Assise à côté de Jenny, Violet Melray lisait un roman historique. Elle se projetait toujours totalement dans ce genre d’aventure, connaissant exactement les sentiments de l’héroïne, souffrant avec elle, connaissant ses angoisses, ses joies, son bonheur. Devant les exploits chevaleresques du héros, devant l’exquise délicatesse dont il faisait preuve à l’égard de la pure, tendre et douce héroïne, elle soupirait. Elle se souvenait des années où George lui faisait la cour. Comme il s’était montré romantique, alors... Arrivant toujours avec des fleurs, des cadeaux, des poèmes. Toujours plein d’attentions charmantes. Mais aujourd’hui, seize ans et trois enfants après... Il lui passait plus volontiers la main dans le dos qu’il ne lui prenait le menton. C’était un brave homme, certes, elle le savait, très simple, mais très doux.

Il avait su se montrer un bon mari pour elle et un bon père pour les enfants, toujours fidèle, toujours patient. Leur amour s’était adouci avec les années sans s’envoler en fumée comme cela semble arriver à tant de couples. Mais si seulement il avait pu être un peu moins raisonnable.

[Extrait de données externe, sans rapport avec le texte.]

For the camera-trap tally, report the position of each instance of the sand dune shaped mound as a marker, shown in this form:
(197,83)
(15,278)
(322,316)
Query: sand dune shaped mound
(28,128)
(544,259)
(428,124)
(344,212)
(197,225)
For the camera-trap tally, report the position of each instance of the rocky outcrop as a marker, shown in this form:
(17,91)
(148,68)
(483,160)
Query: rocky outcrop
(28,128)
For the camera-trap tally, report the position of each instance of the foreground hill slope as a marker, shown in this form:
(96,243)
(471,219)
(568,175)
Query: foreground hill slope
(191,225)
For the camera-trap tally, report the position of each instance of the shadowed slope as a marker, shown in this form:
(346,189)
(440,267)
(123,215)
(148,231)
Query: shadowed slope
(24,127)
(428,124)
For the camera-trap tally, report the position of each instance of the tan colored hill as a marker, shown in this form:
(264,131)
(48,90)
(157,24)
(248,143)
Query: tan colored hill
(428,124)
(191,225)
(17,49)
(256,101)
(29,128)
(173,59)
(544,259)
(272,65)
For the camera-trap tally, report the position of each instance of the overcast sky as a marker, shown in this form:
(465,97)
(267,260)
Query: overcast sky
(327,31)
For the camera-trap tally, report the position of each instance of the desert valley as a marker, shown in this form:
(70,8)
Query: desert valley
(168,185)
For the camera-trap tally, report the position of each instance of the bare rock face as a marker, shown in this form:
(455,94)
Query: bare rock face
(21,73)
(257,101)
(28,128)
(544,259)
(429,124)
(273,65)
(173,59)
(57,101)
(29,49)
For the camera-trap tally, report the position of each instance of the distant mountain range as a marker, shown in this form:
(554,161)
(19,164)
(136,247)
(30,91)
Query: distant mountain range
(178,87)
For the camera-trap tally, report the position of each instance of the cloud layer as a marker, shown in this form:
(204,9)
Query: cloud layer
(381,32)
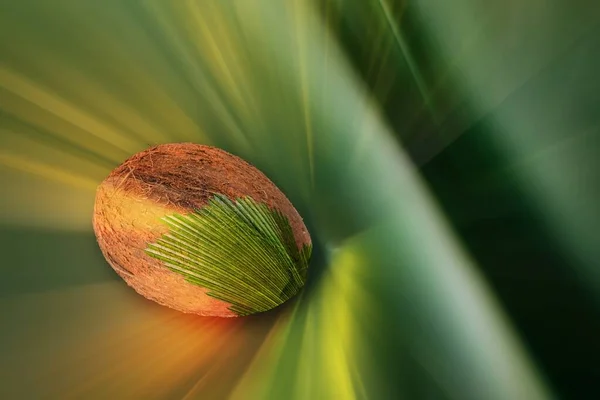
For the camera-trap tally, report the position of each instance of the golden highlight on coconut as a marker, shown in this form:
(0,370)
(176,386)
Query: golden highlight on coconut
(201,231)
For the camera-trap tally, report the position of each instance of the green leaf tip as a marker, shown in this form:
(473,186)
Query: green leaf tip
(242,251)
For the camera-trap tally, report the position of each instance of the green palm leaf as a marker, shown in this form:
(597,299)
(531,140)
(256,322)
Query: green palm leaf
(242,251)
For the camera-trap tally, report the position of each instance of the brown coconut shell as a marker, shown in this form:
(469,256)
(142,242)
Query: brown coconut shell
(167,179)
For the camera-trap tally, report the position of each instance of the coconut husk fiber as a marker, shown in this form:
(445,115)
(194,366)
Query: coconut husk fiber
(166,179)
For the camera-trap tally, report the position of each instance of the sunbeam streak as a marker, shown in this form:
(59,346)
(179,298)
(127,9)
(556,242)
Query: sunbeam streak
(406,133)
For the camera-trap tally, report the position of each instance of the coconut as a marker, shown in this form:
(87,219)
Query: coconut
(201,231)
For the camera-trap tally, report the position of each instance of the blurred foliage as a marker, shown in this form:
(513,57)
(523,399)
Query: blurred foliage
(443,154)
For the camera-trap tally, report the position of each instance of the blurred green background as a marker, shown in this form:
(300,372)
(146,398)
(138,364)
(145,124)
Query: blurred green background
(444,155)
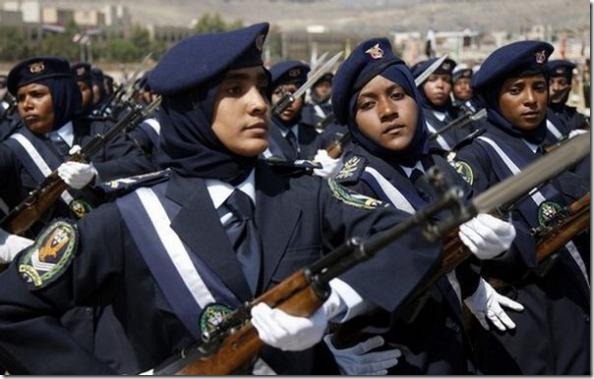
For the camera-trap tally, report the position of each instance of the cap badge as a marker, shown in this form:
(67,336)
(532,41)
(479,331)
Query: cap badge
(541,57)
(36,68)
(260,42)
(294,73)
(375,52)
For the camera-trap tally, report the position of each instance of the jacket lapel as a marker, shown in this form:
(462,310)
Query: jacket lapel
(276,218)
(197,225)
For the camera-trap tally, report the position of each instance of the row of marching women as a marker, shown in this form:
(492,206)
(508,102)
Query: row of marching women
(232,218)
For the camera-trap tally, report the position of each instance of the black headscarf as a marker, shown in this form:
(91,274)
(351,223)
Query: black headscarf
(489,96)
(188,144)
(66,99)
(418,146)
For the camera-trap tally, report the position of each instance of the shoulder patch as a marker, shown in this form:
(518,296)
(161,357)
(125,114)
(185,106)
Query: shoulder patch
(50,255)
(353,198)
(351,169)
(464,170)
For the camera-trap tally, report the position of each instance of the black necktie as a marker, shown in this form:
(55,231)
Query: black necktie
(415,176)
(292,140)
(242,232)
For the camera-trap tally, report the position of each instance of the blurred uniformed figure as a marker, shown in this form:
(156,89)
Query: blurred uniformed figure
(320,106)
(216,229)
(553,333)
(565,118)
(437,104)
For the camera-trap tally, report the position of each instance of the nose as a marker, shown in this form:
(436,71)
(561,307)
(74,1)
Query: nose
(387,109)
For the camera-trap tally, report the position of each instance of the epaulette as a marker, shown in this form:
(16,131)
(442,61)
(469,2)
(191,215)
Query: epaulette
(351,169)
(297,167)
(119,187)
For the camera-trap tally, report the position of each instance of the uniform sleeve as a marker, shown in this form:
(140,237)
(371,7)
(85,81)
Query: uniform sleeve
(398,267)
(122,158)
(475,167)
(32,340)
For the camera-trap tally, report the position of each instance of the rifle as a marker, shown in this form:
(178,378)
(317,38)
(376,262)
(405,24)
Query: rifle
(36,204)
(234,342)
(460,122)
(289,98)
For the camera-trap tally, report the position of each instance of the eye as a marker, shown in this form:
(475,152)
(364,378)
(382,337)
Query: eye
(366,105)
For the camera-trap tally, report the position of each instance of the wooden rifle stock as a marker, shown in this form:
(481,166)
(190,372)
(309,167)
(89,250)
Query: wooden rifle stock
(294,295)
(40,200)
(576,221)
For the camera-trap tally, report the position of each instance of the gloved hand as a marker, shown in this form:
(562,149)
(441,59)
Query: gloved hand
(485,303)
(358,360)
(11,245)
(576,132)
(290,333)
(487,236)
(76,174)
(330,166)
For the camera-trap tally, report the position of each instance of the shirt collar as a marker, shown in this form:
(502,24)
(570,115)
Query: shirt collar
(65,132)
(408,170)
(219,191)
(294,129)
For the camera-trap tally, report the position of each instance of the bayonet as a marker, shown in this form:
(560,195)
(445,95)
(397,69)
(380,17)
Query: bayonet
(289,98)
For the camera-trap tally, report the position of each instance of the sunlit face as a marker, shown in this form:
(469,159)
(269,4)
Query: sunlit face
(386,114)
(559,87)
(241,117)
(523,101)
(96,94)
(36,108)
(437,88)
(462,90)
(292,110)
(86,92)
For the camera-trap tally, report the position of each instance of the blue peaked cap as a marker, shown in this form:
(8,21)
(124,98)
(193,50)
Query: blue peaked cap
(35,69)
(196,60)
(513,58)
(366,61)
(285,72)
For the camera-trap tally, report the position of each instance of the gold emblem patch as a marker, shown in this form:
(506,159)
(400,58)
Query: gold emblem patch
(37,67)
(541,57)
(464,170)
(375,52)
(50,255)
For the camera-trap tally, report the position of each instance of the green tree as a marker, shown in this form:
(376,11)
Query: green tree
(213,23)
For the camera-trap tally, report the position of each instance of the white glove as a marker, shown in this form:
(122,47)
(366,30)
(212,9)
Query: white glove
(330,166)
(358,360)
(11,245)
(76,174)
(290,333)
(487,236)
(576,132)
(485,301)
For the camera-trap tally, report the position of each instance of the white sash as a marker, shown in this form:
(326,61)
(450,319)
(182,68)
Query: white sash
(39,162)
(538,198)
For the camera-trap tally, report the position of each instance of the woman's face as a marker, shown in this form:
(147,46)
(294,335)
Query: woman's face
(437,89)
(36,107)
(523,101)
(386,114)
(240,118)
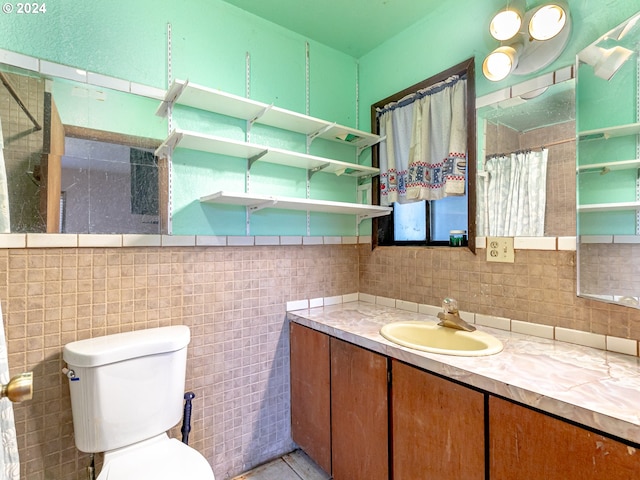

A chaque situation nouvelle, il faisait face avec logique plutôt qu’avec émotion ; l’émotion était toujours soigneusement mesurée, jamais on ne lui donnait libre cours. S’il pouvait la surprendre une fois. Faire quelque chose d’étonnant ; la tromper, non, mais ne serait-ce que jeter les yeux sur une autre femme. Perdre de l’argent aux courses, rentrer ivre un soir. Ou donner un bon coup de poing dans la figure de son frère Albert ! Mais non, elle n’arriverait jamais à le changer. Ce n’était pas sa faute à lui si elle avait parfois soif d’aventures romanesques, de pittoresque, d’imprévu. A quarante-deux ans, elle aurait dû surmonter ce penchant depuis longtemps. Maintenant que les enfants allaient à l’école et n’avaient plus guère besoin d’elle, son unique exutoire était l’emploi à mi-temps qu’elle occupait dans une compagnie d’assurances. Les hommes y étaient assez sinistres mais les filles du bureau l’amusaient. Ca l’occupait, en tout cas. Et elle avait assez à faire, le reste du temps, avec son mari et ses enfants. Elle se répéta qu’elle ne devait pas oublier d’aller chez le libraire, à midi, pour acheter un nouveau roman.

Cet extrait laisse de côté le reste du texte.